Alex fu la prima a riscuotersi. Allontanò frettolosamente Keiran e si riabbottonò la camicia, nascondendosi poi sotto la mantella giusto in tempo per l’arrivo degli altri. Nessuno di loro aprì bocca e quel dettaglio la inquietò.

Ren dissolse la distanza che li separava con pochi passi, fermandosi davanti a loro. Quando parlò, il suo sguardo era del tutto concentrato su Keiran.

«Ti lascio qui a tenerle d’occhio e per poco non mi ritrovo sul set di un film porno» sibilò, fulminandolo con lo sguardo.

«Ti sbagli, Alex ha male al collo e le sta comparendo un livido. Stavamo solo controllando» esclamò in fretta e furia Emily, sperando di evitare una tragedia.

Nell’udire quella frase, Ren si bloccò e inarcò un sopracciglio. «È la verità?»

«Da quello che dicono loro sì. Sto bene» rispose Alex con un grugnito.

«Ottimo, perché non ho il tempo di preoccuparmi delle tue ferite di guerra.» Il suo tono duro li stupì.

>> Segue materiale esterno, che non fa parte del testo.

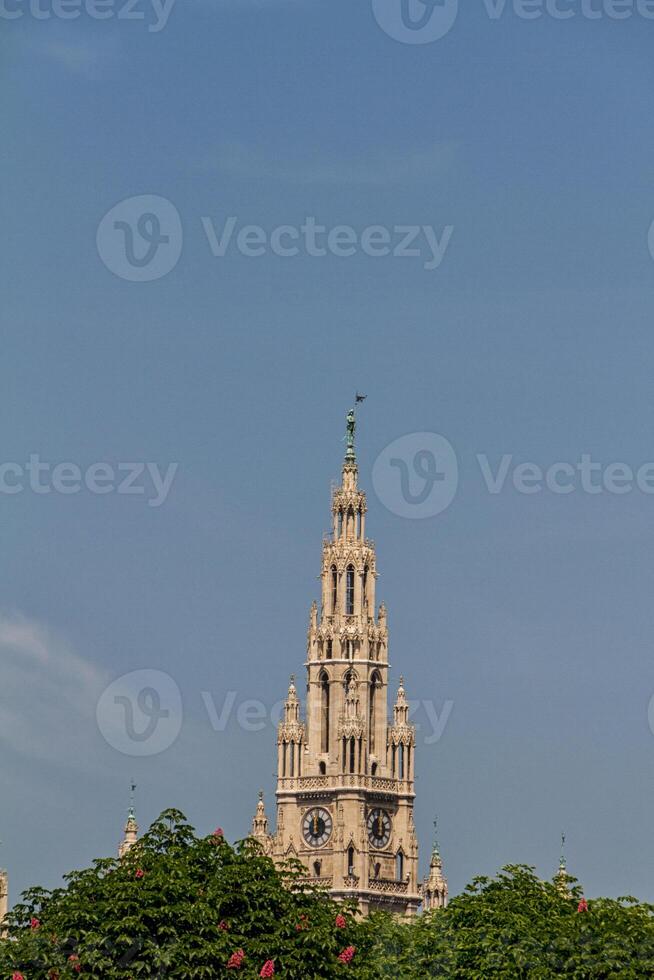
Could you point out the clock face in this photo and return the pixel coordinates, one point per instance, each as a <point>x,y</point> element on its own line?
<point>317,827</point>
<point>379,828</point>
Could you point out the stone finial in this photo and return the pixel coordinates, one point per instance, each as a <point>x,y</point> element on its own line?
<point>260,821</point>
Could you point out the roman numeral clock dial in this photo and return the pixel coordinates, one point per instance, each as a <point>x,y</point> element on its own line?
<point>317,827</point>
<point>379,828</point>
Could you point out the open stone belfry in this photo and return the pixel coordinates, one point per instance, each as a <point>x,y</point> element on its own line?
<point>345,774</point>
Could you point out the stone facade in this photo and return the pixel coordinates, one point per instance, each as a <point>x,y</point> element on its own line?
<point>345,773</point>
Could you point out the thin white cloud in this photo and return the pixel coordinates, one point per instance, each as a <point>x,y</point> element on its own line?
<point>379,167</point>
<point>85,57</point>
<point>47,692</point>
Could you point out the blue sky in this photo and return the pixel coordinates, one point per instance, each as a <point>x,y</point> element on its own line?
<point>532,614</point>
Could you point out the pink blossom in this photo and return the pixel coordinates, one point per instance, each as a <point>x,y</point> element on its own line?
<point>236,960</point>
<point>347,954</point>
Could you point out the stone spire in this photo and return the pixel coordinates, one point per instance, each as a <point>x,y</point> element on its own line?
<point>4,899</point>
<point>561,876</point>
<point>345,785</point>
<point>434,887</point>
<point>131,832</point>
<point>260,821</point>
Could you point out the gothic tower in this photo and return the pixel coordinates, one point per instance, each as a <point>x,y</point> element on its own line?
<point>345,781</point>
<point>4,899</point>
<point>434,888</point>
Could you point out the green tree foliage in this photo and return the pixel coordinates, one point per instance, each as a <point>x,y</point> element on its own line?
<point>179,906</point>
<point>516,926</point>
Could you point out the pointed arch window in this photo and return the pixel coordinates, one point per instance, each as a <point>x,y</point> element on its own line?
<point>375,684</point>
<point>324,711</point>
<point>349,591</point>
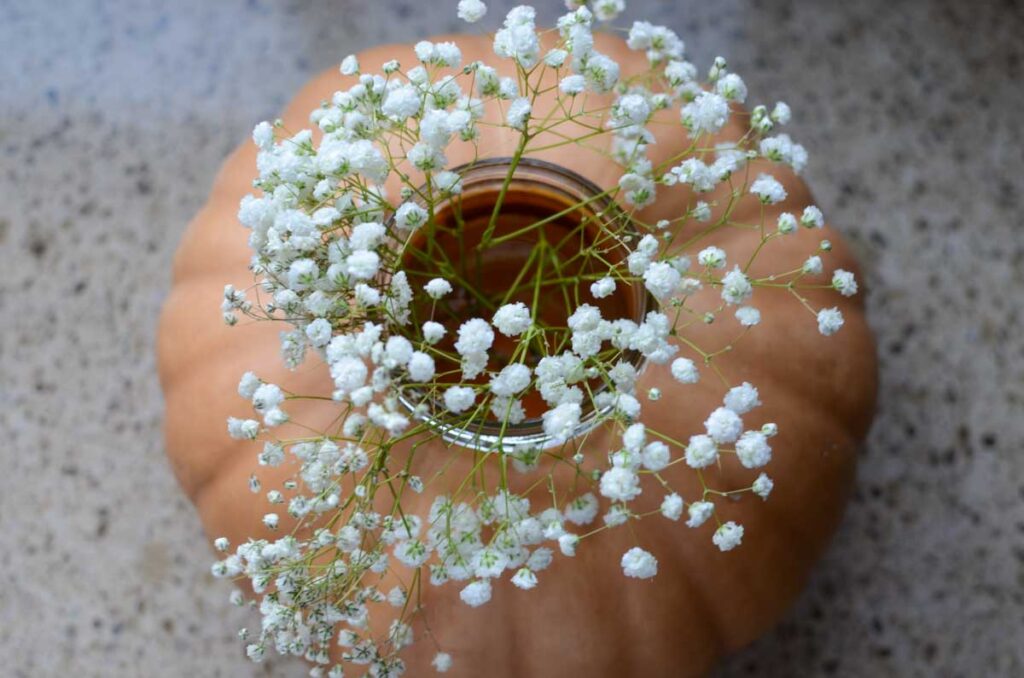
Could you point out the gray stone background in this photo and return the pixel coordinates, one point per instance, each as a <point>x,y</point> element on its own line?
<point>115,116</point>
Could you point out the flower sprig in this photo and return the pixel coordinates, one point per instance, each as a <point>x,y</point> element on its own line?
<point>421,347</point>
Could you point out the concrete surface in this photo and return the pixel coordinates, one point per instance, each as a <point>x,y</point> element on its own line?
<point>115,116</point>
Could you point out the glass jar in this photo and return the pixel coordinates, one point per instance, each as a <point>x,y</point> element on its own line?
<point>548,214</point>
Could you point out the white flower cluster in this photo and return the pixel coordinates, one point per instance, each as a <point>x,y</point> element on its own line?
<point>329,248</point>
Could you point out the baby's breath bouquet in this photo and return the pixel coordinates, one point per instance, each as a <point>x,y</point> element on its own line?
<point>501,311</point>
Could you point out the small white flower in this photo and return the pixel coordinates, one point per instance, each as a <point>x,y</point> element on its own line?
<point>518,113</point>
<point>845,283</point>
<point>512,320</point>
<point>753,450</point>
<point>266,397</point>
<point>410,216</point>
<point>437,288</point>
<point>620,484</point>
<point>662,280</point>
<point>572,85</point>
<point>813,265</point>
<point>655,456</point>
<point>441,662</point>
<point>713,257</point>
<point>471,10</point>
<point>475,336</point>
<point>741,398</point>
<point>511,380</point>
<point>786,223</point>
<point>634,437</point>
<point>560,422</point>
<point>243,429</point>
<point>768,189</point>
<point>684,371</point>
<point>728,536</point>
<point>698,513</point>
<point>672,506</point>
<point>567,544</point>
<point>748,315</point>
<point>731,87</point>
<point>736,287</point>
<point>363,264</point>
<point>318,332</point>
<point>524,579</point>
<point>639,563</point>
<point>248,385</point>
<point>723,425</point>
<point>421,367</point>
<point>607,10</point>
<point>700,452</point>
<point>708,113</point>
<point>812,217</point>
<point>476,593</point>
<point>829,321</point>
<point>602,288</point>
<point>432,332</point>
<point>763,485</point>
<point>349,66</point>
<point>556,57</point>
<point>459,398</point>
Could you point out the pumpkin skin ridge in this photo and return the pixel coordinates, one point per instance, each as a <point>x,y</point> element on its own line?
<point>689,647</point>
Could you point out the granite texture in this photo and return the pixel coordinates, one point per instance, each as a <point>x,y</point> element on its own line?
<point>115,116</point>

«Che cosa è successo?» domandò Emily.

Ren la osservò, dopodiché le prese una mano e le posò sul palmo un oggetto che purtroppo conosceva bene.

«Mi dispiace Emily. Leyla è scomparsa.»

La ragazza batté le palpebre, come se non avesse capito bene quella notizia. Si rigirò tra le mani il telefono crepato e solo quando Gregory le depose una mano sulla spalla si rese conto della verità. Incominciò a tremare e lasciò che l’amico l’abbracciasse, come se quel conforto avrebbe potuto migliorare la situazione.

Ren li osservò per qualche istante, per poi riportare la sua attenzione su Alex, mentre il resto della banda andava a cercare un po' di alcool per combattere l’ansia e la paura che li avevano ghermiti. Ma quando incrociò gli occhi della ragazza, rimase di stucco.

Alex stava sorridendo.

 

 

 

 

Prima di tutto, se qualcuno è ancora vivo, vorrei ringraziarlo di essere arrivato fin qui.

Posso capire la vostra delusione; un capitolo scritto con la peste nera in corpo è alquanto sgradevole (anche se in effetti con la peste ho solo narrato le battute di caccia verso gli unicorni capitanate dal pacco di Bowie), ma consideratolo come un regalo, una sorta di dono per rendervi più piacevole ciò che ne seguirà. Ormai vi ho lanciato talmente tante briciole di pane da poterci fare dei canederli. L’unica cosa che manca in tavola, a parte i piatti e le posate, sono i cadaveri. Ed essendoci più spiriti che ragazzi, direi proprio che si potrebbe definirlo un episodio di “A cena con il morto”.

Vi anticipo già che nel prossimo capitolo non vedremo, sfortunatamente, Dean e Sam entrare in azione. E nemmeno i Ghostbusters, sia vecchi che nuovi. Anzi, non vedremo proprio nessuno venire in soccorso della povera combriccola, che ha più problemi interni che altro.

Tuttavia, un santo farà la sua apparizione, declamando finalmente la differenza sostanziale tra un vibratore in una fiction e un vibratore nella realtà.

Alla prossima.

 

P.S. Ovviamente ringrazio con tutto il mio cuore deforme chiunque abbia lasciato una recensione e messo la storia nelle proprie liste. Se sopravvivrete a questo avrete tutta la mia stima.